LDX — Lecture pour autorités de régulation

(Lecture d’orientation — document non canonique)

Statut du document

Ce document vise à faciliter une compréhension initiale de LDX pour des autorités de régulation.
Il ne modifie pas le cadre canonique LDX et n’en constitue ni un outil réglementaire, ni un standard, ni un référentiel opposable.

Il n’a aucune valeur normative et ne saurait se substituer à un dispositif réglementaire existant.


Préambule

Ce document s’adresse aux autorités de régulation, organismes de contrôle, agences indépendantes, et instances chargées de la supervision de pratiques décisionnelles, notamment en lien avec l’IA ou les systèmes automatisés.

Il vise à prévenir toute assimilation de LDX à un instrument de régulation.


Ce que LDX est (pour un régulateur)

LDX est :

  • un cadre de description de la trace, non un cadre d’évaluation ;
  • un dispositif permettant de rendre visibles les conditions d’existence des décisions ;
  • un outil conceptuel de séparation entre fait de trace et jugement normatif.

LDX n’introduit aucun critère, aucun seuil, aucune exigence.


Ce que LDX n’est pas (clarifications réglementaires)

LDX n’est pas :

  • un standard de conformité ;
  • un mécanisme de contrôle ;
  • un outil de supervision continue ;
  • un substitut à une autorité de régulation ;
  • une base de sanction ou de validation.

Toute tentative de l’utiliser en ce sens constitue un détournement de nature.

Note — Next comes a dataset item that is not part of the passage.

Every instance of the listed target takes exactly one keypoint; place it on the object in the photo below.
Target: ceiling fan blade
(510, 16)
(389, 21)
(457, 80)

Positionnement vis-à-vis des cadres existants

LDX :

  • ne concurrence aucun référentiel réglementaire ;
  • ne prétend pas combler une lacune normative ;
  • ne propose aucun “minimum requis”.

Il peut être observé comme un objet conceptuel, mais ne s’impose jamais.


Principe de non-instrumentalisation

LDX ne doit pas être mobilisé pour :

  • renforcer une obligation existante,
  • créer une exigence implicite,
  • légitimer un contrôle supplémentaire.

Il demeure hors chaîne réglementaire.


👉 Référence unique : le cadre canonique LDX.